The TPA is assigned the check responsibility. The TPA uses the key $κ = k_{1} + \dots + k_{s}$ to check h servers periodically. Note that the TPA is only given the sum κ without learning each component $k_{i}$ where $i = {1, \dots, s}$ . Assume that the TPA does not collude with any server:

$\forall x \in {1, \dots, h}$ : (i)

$S_{x}$ computes:

(a)

$\forall y \in {1, \dots, d}$ ; generate d coefficients $γ_{x y} \overset{r a n d}{\leftarrow} F_{q}$ ;

(b)

combine coded blocks: $c_{x} = \sum_{y = 1}^{d} ‍ c_{x y} \cdot γ_{x y}$ ;

(c)

combine tags: $t_{x} = \sum_{y = 1}^{d} ‍ t_{x y} \cdot γ_{x y}$ ;

(ii)

$S_{x}$ sends ${c_{x}, t_{x}}$ to the TPA;

(iii)

TPA computes $t_{x}^{'} = c_{x} \cdot κ$ ;

(iv)

TPA verifies: $t_{x} = t_{x}^{'}$ (∗), and then returns $t r u e$ (this means that $S_{x}$ is healthy), otherwise returns $f a l s e$ .

Correctness of the Verification (∗).
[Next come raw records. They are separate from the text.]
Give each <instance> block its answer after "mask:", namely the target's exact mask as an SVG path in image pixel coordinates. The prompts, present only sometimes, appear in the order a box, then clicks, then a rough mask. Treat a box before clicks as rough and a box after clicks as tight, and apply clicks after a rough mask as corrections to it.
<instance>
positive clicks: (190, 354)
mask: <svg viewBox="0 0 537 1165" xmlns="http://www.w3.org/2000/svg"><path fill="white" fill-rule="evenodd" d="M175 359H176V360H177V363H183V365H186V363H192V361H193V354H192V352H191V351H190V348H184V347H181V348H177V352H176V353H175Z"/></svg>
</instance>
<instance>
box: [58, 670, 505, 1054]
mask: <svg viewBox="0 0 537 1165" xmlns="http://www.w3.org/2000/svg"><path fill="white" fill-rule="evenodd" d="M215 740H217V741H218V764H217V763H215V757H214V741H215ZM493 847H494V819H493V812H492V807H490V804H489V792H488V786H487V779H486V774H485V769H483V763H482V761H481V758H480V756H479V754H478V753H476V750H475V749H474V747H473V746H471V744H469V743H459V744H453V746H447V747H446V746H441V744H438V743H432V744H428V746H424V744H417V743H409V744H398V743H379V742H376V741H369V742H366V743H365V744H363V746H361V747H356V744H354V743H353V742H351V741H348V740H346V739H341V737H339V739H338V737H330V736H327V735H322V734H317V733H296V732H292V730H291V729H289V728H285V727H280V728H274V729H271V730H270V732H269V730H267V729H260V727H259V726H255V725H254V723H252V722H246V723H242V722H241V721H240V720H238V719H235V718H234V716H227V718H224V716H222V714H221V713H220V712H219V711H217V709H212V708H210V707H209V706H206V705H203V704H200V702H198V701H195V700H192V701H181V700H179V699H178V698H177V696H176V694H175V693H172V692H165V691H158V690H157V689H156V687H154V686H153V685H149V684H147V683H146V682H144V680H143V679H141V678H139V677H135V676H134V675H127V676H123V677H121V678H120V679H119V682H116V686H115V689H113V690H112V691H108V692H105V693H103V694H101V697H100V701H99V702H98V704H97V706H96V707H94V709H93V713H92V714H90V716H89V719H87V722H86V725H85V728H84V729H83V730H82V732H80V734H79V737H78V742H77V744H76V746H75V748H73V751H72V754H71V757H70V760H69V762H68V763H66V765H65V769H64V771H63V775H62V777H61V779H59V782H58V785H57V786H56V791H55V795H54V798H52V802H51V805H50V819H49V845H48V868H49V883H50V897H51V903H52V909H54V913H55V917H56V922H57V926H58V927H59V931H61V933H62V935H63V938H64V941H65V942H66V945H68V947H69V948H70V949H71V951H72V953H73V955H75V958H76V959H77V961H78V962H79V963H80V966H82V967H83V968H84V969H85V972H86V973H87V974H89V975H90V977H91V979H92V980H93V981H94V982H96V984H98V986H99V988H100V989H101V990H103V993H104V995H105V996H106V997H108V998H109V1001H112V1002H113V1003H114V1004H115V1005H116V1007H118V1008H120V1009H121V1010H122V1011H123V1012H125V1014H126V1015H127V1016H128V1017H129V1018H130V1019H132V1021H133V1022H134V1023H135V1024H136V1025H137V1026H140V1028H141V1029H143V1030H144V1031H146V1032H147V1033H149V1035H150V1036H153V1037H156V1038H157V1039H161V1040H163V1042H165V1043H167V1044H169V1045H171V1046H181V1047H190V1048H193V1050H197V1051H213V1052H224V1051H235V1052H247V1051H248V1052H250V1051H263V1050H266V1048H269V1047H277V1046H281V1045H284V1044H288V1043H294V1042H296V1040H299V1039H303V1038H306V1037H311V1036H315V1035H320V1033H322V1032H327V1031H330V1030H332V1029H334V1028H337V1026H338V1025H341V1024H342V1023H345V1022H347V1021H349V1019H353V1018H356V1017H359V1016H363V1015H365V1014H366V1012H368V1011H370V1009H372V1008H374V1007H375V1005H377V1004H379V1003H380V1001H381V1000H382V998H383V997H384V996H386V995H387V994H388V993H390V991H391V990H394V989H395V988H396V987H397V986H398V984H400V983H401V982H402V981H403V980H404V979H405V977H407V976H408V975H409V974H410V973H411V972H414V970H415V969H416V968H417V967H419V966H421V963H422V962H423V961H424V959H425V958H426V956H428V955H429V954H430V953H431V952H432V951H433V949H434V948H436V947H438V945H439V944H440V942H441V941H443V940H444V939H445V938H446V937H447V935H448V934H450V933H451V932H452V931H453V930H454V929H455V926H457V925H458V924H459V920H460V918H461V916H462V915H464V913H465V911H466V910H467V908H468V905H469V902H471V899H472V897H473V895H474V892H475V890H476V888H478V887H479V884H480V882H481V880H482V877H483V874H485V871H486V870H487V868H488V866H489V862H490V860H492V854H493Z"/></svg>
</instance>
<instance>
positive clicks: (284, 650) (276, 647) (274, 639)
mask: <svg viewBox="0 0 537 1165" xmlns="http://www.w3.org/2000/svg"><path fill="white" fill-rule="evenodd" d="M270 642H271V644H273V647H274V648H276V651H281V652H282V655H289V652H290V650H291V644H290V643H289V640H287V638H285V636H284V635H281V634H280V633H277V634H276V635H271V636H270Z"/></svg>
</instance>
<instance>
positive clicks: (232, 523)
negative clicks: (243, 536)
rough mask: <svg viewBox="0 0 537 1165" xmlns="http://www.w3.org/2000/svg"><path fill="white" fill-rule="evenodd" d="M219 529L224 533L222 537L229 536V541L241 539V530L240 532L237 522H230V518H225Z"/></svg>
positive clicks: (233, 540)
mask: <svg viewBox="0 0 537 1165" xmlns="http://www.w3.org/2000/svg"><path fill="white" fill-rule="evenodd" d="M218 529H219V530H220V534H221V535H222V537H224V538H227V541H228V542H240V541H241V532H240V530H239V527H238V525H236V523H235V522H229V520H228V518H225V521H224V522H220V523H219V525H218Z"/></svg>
Consider

\begin{array}{l} t_{x} = \sum_{y = 1}^{d} ‍ t_{x y} \cdot γ_{x y} \\ = \sum_{y = 1}^{d} ‍ \sum_{i = 1}^{s} ‍ γ_{x y} β_{x y i} t_{C_{i}} \\ = \sum_{y = 1}^{d} ‍ \sum_{i = 1}^{s} ‍ \sum_{j = 1}^{g} ‍ γ_{x y} β_{x y i} α_{i j} t_{i j} \\ = \sum_{y = 1}^{d} ‍ \sum_{i = 1}^{s} ‍ \sum_{j = 1}^{g} ‍ γ_{x y} β_{x y i} α_{i j} w_{i j} k_{i}, \\ t_{x}^{'} = c_{x} \cdot κ \\ = \sum_{y = 1}^{d} ‍ γ_{x y} c_{x y} (k_{1} + \dots + k_{s}) \\ = \sum_{y = 1}^{d} ‍ \sum_{i = 1}^{s} ‍ γ_{x y} β_{x y i} w_{C_{i}} (k_{1} + \dots + k_{s}) \\ = \sum_{y = 1}^{d} ‍ \sum_{i = 1}^{s} ‍ \sum_{j = 1}^{g} ‍ γ_{x y} β_{x y i} α_{i j} w_{i j} (k_{1} + \dots + k_{s}) . \end{array}

(10)

As described in Section 4.1.1 (Keygen 1), the property of $k_{p}$ is that $\forall i \in {1, \dots, s}$ , $i \neq p$ , $p \in {1, \dots, s}$ , $w_{i j} \cdot k_{p} = 0$ . As a result, $t_{x}^{'} = \sum_{y = 1}^{d} ‍ \sum_{i = 1}^{s} ‍ \sum_{j = 1}^{g} ‍ γ_{x y} β_{x y i} α_{i j} w_{i j} k_{i}$ . Therefore, $t_{x} = t_{x}^{'}$ .

4.4. Repair

Suppose that the server $S_{r}$ is detected as corrupted in the check phase. $S_{r}$ is replaced by a new server $S_{r}^{'}$ . The server $S_{r}^{'}$ requires l healthy servers $S_{x_{1}}, \dots, S_{x_{l}}$ to provide their combined packets consisting of the coded blocks and the tags. $S_{r}^{'}$ is given the key $κ^{'} = κ + k_{r e p a i r}$ , where $k_{r e p a i r}$ is generated from the Keygen2, to check the provided packets.

Step 1.

Each server $S_{x}$ where $x \in {x_{1}, \dots, x_{l}}$ linearly combines its d coded blocks and linearly combines its d tags. $S_{x}$ then sends the aggregated coded block and aggregated tag to the new server $S_{r}^{'}$ :

$\forall x \in {x_{1}, \dots, x_{l}}$ , $S_{x}$ performs: (i)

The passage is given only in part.